Bank Indonesia Perwakilan Provinsi Banten kembali memfasilitasi penukaran uang pecahan baru melalui mobil kas keliling di wilayah Kota Cilegon, Kamis (4/4/2024). Foto Elfrida Ully/Selatsunda.com

CILEGON, SSC – Kantor Perwakilan (KPw) Bank Indonesia (BI) Banten membuka kas keliling penukuran uang baru saat Idul Fitri terletak di Pelabuhan Merak, Banten.

Pantauan Selatsunda.com, kas keliling BI dibuka sejak pukul 09.00 WIB. Warga sudah mulai memadati kendaraan BI yang telah terparkir tak jauh dari Kantor Danlanal Banten.

Fatma, warga Cilegon mengatakan, dirinya sudah mulai datang ke mobil kas keliling pada pukul 08.00 WIB. Ia hendak menukarkan pecahan Rp 5.000 uang baru.

“Tadi jam 08.00 WIB udah datang meskipun mobil kas keliling jam 09.00 WIB. Jam 08.00 WIB pagi pun sudah banyak yang datang. Saya kira, kepagian datangnya rupanya ada yang lebih pagi lagi,” kata Fatma kepada Selatsunda.com ditemui Pelabuhan Merak,” Kamis (4/4/2024).

Baca juga  Pertemuan Komwil III APEKSI di Depok, Wali Kota Helldy Ungkap Bonus Demografi 2045 Jadi Bahasan Utama

Fatma menambahkan, saat ini dirinya menukarkan uang pecahan baru Rp 5.000 dan Rp 1.000 dengan total Rp 3,6 juta.

“Lumayah buat ngasih-ngasig ke bocil (anak-anak) lebaran.

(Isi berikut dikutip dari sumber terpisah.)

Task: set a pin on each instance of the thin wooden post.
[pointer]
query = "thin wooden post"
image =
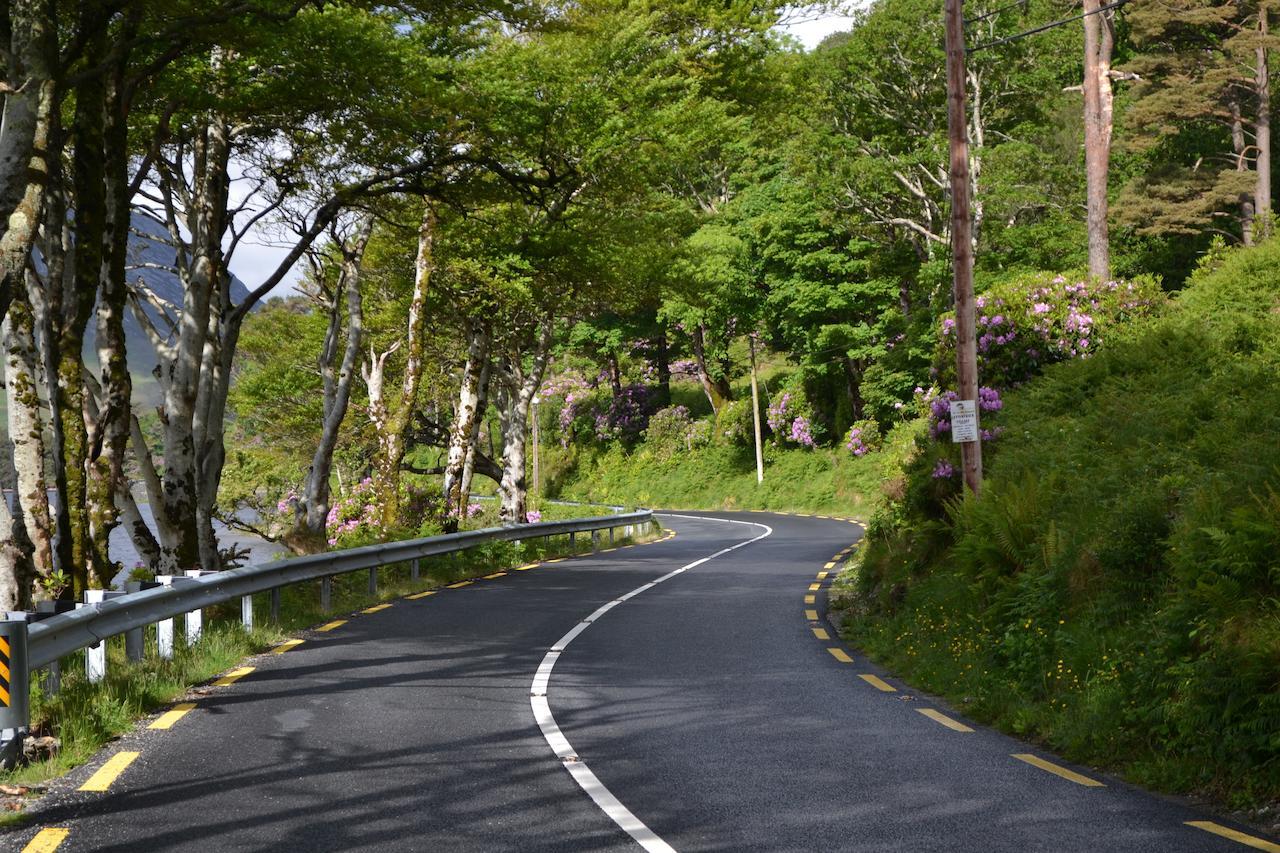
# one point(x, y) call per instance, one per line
point(755, 415)
point(961, 235)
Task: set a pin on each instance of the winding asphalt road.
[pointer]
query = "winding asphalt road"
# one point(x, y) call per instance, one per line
point(711, 711)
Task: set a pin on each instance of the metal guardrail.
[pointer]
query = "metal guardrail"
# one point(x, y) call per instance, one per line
point(27, 646)
point(65, 633)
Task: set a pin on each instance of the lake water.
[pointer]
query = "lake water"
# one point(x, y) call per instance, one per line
point(120, 546)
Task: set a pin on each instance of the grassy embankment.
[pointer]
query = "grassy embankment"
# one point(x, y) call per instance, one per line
point(86, 716)
point(721, 475)
point(1115, 592)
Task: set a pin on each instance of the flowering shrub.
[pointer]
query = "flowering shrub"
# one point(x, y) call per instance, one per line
point(1027, 323)
point(626, 415)
point(940, 410)
point(790, 419)
point(355, 515)
point(670, 430)
point(863, 437)
point(735, 423)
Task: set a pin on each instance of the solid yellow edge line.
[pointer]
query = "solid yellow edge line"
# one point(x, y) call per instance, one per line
point(109, 772)
point(1070, 775)
point(1248, 840)
point(937, 716)
point(286, 646)
point(878, 683)
point(46, 840)
point(173, 715)
point(233, 676)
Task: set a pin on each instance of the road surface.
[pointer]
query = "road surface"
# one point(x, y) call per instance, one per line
point(581, 706)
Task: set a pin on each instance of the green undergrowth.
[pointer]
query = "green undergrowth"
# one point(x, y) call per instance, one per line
point(722, 477)
point(1115, 592)
point(86, 716)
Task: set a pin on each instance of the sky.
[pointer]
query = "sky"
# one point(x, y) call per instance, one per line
point(255, 260)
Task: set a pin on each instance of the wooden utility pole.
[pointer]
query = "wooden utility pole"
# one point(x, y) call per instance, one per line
point(755, 415)
point(961, 236)
point(538, 474)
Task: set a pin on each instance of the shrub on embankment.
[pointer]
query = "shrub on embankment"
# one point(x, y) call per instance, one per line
point(1115, 591)
point(722, 477)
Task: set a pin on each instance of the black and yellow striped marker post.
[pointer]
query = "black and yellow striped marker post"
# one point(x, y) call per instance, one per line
point(14, 693)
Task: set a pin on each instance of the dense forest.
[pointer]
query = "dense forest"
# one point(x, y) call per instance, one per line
point(558, 249)
point(512, 210)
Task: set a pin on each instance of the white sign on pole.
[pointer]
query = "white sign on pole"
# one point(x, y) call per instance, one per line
point(964, 420)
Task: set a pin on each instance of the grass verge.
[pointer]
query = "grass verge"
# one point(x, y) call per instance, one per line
point(86, 716)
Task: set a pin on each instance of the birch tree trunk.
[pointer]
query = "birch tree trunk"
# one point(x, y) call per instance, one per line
point(314, 503)
point(26, 136)
point(1240, 149)
point(469, 465)
point(519, 386)
point(1262, 124)
point(27, 433)
point(1098, 45)
point(464, 430)
point(391, 424)
point(109, 436)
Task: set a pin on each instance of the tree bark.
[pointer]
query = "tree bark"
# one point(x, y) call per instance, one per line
point(1240, 149)
point(717, 389)
point(27, 433)
point(1262, 126)
point(517, 388)
point(469, 465)
point(464, 430)
point(314, 505)
point(1098, 45)
point(28, 146)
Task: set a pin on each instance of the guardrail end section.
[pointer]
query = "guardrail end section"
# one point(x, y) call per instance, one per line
point(14, 692)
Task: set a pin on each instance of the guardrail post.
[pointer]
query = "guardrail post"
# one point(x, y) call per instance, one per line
point(135, 641)
point(196, 617)
point(14, 690)
point(53, 678)
point(164, 628)
point(95, 656)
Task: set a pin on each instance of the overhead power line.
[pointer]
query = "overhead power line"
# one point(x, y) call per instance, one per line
point(1048, 26)
point(1019, 4)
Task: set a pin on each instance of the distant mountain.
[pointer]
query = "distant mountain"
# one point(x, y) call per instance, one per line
point(151, 249)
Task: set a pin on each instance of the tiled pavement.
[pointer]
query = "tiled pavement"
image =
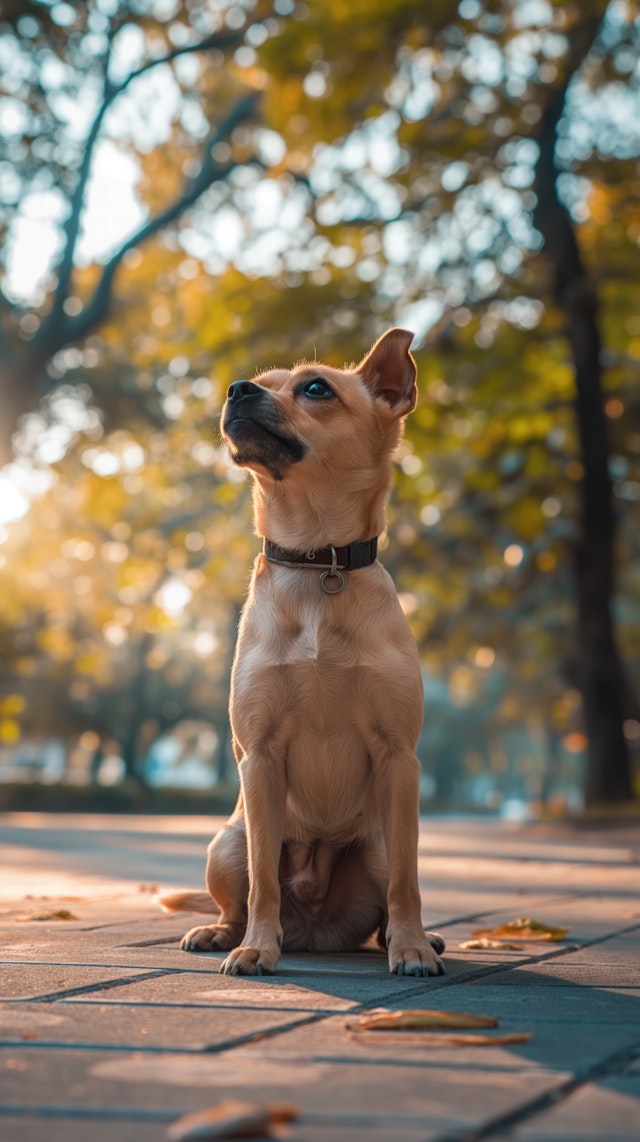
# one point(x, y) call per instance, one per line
point(108, 1030)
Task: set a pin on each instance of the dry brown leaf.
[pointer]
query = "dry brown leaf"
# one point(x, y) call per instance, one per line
point(61, 914)
point(485, 942)
point(231, 1119)
point(420, 1020)
point(524, 927)
point(430, 1039)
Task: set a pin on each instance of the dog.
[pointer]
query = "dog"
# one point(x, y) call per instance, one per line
point(326, 702)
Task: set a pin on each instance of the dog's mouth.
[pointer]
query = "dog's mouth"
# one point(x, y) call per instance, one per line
point(261, 442)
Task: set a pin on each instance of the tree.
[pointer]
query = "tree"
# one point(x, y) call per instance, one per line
point(404, 191)
point(56, 57)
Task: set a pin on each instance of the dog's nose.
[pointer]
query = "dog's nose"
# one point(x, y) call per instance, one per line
point(241, 388)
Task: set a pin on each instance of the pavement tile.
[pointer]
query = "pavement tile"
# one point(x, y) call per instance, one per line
point(29, 1128)
point(47, 1128)
point(132, 1027)
point(126, 1060)
point(607, 1111)
point(440, 1095)
point(20, 981)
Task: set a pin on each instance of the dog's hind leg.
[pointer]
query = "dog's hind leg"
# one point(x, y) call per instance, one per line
point(228, 882)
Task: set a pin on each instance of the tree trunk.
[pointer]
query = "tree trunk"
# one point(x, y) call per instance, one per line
point(21, 387)
point(600, 673)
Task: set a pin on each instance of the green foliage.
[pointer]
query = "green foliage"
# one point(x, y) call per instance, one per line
point(382, 171)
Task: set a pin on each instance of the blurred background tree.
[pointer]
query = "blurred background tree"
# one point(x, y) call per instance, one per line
point(288, 178)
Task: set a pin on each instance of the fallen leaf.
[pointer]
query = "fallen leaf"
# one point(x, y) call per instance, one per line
point(430, 1039)
point(61, 914)
point(417, 1020)
point(485, 942)
point(522, 929)
point(231, 1119)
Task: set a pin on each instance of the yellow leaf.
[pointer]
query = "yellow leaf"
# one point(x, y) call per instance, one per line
point(62, 914)
point(13, 705)
point(522, 929)
point(453, 1040)
point(420, 1020)
point(9, 731)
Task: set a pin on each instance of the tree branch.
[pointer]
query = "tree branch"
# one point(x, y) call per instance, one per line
point(57, 329)
point(210, 171)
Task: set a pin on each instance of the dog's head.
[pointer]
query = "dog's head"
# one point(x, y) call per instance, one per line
point(325, 433)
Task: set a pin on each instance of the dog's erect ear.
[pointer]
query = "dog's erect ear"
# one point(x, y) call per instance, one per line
point(389, 371)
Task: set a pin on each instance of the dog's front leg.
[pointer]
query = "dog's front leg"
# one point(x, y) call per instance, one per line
point(263, 794)
point(412, 950)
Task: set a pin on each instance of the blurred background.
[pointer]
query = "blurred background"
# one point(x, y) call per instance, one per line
point(192, 191)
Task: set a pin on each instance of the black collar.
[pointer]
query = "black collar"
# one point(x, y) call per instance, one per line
point(326, 559)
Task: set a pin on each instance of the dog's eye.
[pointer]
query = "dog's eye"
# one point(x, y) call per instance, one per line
point(318, 389)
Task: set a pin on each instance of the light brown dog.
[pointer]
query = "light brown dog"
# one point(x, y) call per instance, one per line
point(326, 700)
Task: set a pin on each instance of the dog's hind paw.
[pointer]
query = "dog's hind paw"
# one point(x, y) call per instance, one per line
point(436, 941)
point(213, 938)
point(417, 959)
point(250, 962)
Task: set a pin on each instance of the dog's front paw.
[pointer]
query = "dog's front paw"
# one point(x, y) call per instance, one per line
point(213, 938)
point(417, 957)
point(250, 962)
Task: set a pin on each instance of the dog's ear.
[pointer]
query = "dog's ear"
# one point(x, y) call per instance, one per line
point(389, 371)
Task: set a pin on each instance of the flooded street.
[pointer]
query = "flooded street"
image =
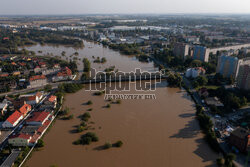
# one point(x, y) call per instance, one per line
point(155, 133)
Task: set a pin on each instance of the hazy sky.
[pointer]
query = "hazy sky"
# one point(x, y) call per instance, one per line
point(122, 6)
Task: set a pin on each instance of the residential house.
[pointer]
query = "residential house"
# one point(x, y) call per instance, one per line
point(12, 120)
point(195, 72)
point(214, 101)
point(49, 103)
point(38, 118)
point(3, 107)
point(20, 140)
point(32, 99)
point(25, 109)
point(37, 81)
point(65, 74)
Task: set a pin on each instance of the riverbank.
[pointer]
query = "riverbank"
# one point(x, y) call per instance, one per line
point(154, 133)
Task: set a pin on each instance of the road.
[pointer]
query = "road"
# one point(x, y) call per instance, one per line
point(16, 129)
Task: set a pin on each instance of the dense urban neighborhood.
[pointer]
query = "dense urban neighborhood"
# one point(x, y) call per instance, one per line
point(208, 57)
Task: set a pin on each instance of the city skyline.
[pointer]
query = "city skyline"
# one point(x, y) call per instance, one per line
point(29, 7)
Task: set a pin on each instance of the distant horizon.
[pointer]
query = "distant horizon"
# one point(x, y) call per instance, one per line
point(82, 7)
point(124, 14)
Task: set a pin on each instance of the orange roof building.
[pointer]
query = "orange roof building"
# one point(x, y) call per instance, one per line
point(12, 120)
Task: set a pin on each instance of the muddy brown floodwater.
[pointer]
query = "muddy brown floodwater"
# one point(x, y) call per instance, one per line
point(156, 133)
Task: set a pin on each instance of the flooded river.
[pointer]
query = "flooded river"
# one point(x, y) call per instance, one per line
point(156, 133)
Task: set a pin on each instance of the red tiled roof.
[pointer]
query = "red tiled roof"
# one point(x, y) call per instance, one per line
point(39, 94)
point(34, 138)
point(37, 77)
point(21, 135)
point(41, 63)
point(43, 127)
point(4, 75)
point(31, 98)
point(52, 98)
point(22, 64)
point(65, 72)
point(38, 117)
point(25, 109)
point(14, 117)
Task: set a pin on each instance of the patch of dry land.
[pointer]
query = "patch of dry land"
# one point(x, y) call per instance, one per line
point(155, 133)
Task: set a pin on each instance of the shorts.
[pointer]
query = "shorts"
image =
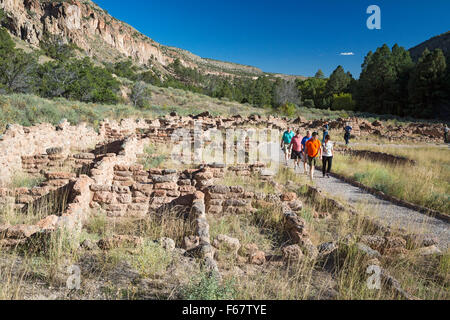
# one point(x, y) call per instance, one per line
point(296, 155)
point(304, 159)
point(312, 161)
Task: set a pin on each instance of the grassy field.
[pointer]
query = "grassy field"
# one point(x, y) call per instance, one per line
point(427, 183)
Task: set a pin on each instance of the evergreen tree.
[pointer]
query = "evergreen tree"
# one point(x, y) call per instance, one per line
point(339, 82)
point(427, 85)
point(312, 92)
point(319, 74)
point(382, 84)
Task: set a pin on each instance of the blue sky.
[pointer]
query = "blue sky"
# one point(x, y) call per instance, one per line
point(283, 36)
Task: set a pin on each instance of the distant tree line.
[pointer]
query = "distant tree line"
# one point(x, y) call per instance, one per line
point(64, 76)
point(390, 83)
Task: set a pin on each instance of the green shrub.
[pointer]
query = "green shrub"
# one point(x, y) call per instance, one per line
point(288, 109)
point(208, 287)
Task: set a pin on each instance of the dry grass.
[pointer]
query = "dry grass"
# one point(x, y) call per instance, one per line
point(426, 184)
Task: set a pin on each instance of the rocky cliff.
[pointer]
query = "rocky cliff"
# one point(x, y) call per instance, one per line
point(100, 35)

Tahuh ini saya ke mobil kas BI, tahun kemarin ke BJB,” tambahnya.

Sementara itu, Kasir Bank Indonesia Perwakilan Provinsi Banten, Tedy Wahyudi mengungkapkan, menyampaikan pihaknya telah menyiapkan sebanyak 300 kuota penukaran.

“Pada hari ini, kita membuka kuota sebanyak 300 kuota secara online di website pintar.bi.co.id. Penukaran uang pecahan baru sendiri dibuka sejak pukul 09.00 WIB – 14.00 WIB,” ujar Tedy.

Sementara ini pukul 12.00 WIB, kata dia, sudah ada 200 warga yang telah menukarkan uang pecahan baru.
“Penukarannya relatif, paling banyak uang pecahan Rp 10 ribu sampai pecahan Rp 1000 yang diminati warga sini,” ungkapnya.

Baca juga  Pertemuan Komwil III APEKSI di Depok, Wali Kota Helldy Ungkap Bonus Demografi 2045 Jadi Bahasan Utama

Selain membuka layanan bagi para warga yang mempunyai tiket penukaran yang didapat secara online.
Pihaknya juga akan membuka secara offline, apabila kuota yang tersedia masih ada.

Hal itu dilakukan apabila ada masyarakat yang sudah memiliki tiket penukaran, namun tidak bisa datang ke lokasi.
Sehingga sisa kuota tersebut akan dialokasikan kepada masyarakat yang datang ke lokasi namun tidak memiliki tiket penukaran.

“Kalau kita lihat, antusias masyarakat di sini sangat tinggi, karena memang ini moment setahun sekali, sepertinya bukan hanya di sini, tapi hampir di semua wilayah juga sama,” tandasnya. (Ully/red).